Le Comité de gestion des agrumes demande des passages frontaliers plus rapides

Espagne : les blocages français affectent la saison des agrumes

Le Comité de gestion des agrumes (CGC) a demandé au ministère espagnol des Travaux publics de rationaliser d'urgence les procédures de passage des frontières à La Jonquera et Irún, après leur fermeture par la Guardia Civil suite aux protestations des « gilets jaunes » français. Dans le même ordre d'idées, le Comité a demandé au gouvernement français de garantir le passage sûr des produits périssables, après avoir cédé à une partie des demandes des manifestants.

Les blocages successifs qui se sont produits ces dernières semaines, tant à la frontière entre les deux pays que sur certaines routes françaises importantes, ont fait des ravages considérables dans la campagne de la période de Saint-Nicolas, au cours de laquelle la consommation de clémentines et d'oranges explose dans des pays comme les Pays-Bas, la Belgique et de nombreuses régions d'Allemagne. En raison des protestations, les livraisons sont arrivées un ou deux jours plus tard que prévu. En outre, si aucun accord final n'est conclu, le pic de la campagne des agrumes, qui est la période de Noël, pourrait également être menacé.

Le CCG signale que l'impact économique des protestations sur le secteur sera important, mais pourrait même devenir « catastrophique » si aucune sécurité n'est garantie aux transporteurs dans les semaines à venir. Décembre est généralement le mois au cours duquel le volume des exportations est le plus important, oscillant entre 620 000 et 700 000 tonnes. Ces expéditions consistent principalement en clémentines de Nules et oranges Navelina.

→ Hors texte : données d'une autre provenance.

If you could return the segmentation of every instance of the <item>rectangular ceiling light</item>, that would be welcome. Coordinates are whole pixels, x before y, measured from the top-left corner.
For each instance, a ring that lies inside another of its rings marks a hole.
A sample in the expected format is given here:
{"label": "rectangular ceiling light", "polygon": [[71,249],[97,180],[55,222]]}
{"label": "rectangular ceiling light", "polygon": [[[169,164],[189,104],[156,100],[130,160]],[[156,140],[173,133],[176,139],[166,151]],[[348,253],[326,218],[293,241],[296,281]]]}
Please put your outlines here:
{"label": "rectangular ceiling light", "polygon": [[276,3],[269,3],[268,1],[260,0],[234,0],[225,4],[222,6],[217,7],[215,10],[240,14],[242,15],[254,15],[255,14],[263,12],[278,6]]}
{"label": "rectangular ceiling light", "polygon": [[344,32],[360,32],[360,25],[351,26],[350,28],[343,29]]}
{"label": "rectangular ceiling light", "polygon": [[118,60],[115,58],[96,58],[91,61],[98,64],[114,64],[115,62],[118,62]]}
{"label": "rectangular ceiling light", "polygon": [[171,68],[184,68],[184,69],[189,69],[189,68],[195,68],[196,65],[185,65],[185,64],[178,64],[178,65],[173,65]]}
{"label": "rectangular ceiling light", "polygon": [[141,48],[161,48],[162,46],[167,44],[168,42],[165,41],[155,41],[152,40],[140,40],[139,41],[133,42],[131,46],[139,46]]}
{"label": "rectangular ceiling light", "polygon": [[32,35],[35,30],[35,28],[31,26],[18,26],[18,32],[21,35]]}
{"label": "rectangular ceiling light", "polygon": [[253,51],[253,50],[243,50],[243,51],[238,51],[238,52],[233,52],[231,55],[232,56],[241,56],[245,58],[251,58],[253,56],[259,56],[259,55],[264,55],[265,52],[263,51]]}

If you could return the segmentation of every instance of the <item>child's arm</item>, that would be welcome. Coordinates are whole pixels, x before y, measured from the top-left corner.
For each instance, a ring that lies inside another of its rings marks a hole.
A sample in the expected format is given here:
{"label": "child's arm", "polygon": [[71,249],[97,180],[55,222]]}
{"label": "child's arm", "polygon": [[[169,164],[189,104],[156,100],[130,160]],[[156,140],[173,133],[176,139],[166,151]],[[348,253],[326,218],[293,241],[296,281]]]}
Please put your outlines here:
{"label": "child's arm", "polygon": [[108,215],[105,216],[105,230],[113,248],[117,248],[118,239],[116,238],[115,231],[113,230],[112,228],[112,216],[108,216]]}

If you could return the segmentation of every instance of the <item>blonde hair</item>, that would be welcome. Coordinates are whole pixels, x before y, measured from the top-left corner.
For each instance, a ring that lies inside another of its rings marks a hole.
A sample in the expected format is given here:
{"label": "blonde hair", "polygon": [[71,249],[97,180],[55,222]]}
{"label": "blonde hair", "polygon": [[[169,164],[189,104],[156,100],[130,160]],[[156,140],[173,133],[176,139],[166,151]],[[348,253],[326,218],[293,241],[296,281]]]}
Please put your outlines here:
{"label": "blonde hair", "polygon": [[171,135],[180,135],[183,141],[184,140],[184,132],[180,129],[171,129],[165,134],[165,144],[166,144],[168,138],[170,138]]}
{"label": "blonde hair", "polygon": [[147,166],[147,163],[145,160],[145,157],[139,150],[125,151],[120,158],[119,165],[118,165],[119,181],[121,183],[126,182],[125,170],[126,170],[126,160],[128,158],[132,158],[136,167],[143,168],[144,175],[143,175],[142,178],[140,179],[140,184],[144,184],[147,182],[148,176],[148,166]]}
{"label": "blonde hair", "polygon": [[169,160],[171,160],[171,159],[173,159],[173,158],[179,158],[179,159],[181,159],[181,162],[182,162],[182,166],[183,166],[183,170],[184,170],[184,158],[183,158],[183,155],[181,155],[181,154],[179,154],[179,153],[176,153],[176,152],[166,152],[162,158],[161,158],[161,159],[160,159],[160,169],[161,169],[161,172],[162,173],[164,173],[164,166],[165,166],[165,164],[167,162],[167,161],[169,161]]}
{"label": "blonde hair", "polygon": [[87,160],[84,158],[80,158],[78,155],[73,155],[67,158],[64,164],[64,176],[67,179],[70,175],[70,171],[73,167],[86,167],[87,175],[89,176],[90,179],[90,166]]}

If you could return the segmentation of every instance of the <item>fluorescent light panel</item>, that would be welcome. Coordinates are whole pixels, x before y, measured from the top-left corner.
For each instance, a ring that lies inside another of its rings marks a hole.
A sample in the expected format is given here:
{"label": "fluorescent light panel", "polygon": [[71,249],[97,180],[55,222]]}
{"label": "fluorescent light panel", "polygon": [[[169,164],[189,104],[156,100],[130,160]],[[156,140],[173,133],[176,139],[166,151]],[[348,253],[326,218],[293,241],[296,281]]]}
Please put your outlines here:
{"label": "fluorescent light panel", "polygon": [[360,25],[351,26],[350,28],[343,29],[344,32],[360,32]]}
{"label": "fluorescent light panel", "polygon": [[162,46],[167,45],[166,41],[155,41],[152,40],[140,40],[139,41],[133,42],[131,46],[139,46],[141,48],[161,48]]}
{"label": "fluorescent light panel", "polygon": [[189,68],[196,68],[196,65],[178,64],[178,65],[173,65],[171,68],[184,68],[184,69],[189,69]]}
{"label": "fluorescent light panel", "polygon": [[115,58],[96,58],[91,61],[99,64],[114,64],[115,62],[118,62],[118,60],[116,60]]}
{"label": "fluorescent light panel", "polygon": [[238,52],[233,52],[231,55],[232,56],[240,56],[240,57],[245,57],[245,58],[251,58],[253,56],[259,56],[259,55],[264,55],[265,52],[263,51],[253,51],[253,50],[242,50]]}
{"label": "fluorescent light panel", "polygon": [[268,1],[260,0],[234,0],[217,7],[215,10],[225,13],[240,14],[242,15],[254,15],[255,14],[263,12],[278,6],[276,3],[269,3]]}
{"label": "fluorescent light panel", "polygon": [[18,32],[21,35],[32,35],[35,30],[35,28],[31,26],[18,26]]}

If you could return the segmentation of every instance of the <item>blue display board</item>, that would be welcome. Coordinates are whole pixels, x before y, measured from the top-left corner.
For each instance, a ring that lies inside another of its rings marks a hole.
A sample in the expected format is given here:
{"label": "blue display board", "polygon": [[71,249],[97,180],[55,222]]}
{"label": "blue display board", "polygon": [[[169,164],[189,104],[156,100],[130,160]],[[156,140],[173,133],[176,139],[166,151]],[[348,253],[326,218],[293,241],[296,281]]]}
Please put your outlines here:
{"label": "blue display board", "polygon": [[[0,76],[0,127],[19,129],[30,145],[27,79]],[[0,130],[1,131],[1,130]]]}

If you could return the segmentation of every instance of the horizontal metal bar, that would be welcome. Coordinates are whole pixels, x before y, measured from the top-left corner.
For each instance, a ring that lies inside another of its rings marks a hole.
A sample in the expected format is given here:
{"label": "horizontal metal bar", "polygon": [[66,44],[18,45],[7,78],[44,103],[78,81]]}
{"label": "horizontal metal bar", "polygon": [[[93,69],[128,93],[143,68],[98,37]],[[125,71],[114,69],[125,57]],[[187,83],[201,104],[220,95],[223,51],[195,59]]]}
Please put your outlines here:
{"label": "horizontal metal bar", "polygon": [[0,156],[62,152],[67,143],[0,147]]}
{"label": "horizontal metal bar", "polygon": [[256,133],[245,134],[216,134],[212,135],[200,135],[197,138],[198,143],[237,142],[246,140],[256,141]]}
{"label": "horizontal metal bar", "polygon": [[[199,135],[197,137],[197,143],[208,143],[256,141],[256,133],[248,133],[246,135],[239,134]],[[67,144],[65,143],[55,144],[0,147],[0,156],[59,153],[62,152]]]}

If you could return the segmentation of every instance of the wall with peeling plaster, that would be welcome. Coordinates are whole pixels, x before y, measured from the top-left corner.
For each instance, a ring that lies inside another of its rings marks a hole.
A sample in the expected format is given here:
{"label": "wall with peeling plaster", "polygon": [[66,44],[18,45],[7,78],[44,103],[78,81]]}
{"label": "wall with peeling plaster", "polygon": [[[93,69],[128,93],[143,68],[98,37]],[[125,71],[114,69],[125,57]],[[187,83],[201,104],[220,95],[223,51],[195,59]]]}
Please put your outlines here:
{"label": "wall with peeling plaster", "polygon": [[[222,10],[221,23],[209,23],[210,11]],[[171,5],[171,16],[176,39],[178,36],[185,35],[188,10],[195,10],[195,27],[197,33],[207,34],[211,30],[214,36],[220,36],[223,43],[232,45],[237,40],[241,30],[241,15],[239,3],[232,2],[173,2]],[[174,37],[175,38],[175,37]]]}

De plus, les barrages routiers et les kilomètres d'embouteillage signalés ces derniers temps retarderont également l'arrivée des lots qui devaient être expédiés vers les marchés étrangers. Les expéditions vers Rotterdam, le plus grand port européen de fruits et légumes, destinées à être réexpédiées vers des marchés tiers aussi importants que le Canada, la Chine, les États-Unis ou d'autres pays européens non membres de l'UE, comme la Norvège, la Finlande ou l'Islande, peuvent ne pas arriver à l'heure prévue et manquer leur correspondance. Dans une telle situation, outre les pertes directes pour l'opérateur, des problèmes logistiques se poseraient également, car il n'y a pas de places disponibles dans le port pour le stockage de ces fruits.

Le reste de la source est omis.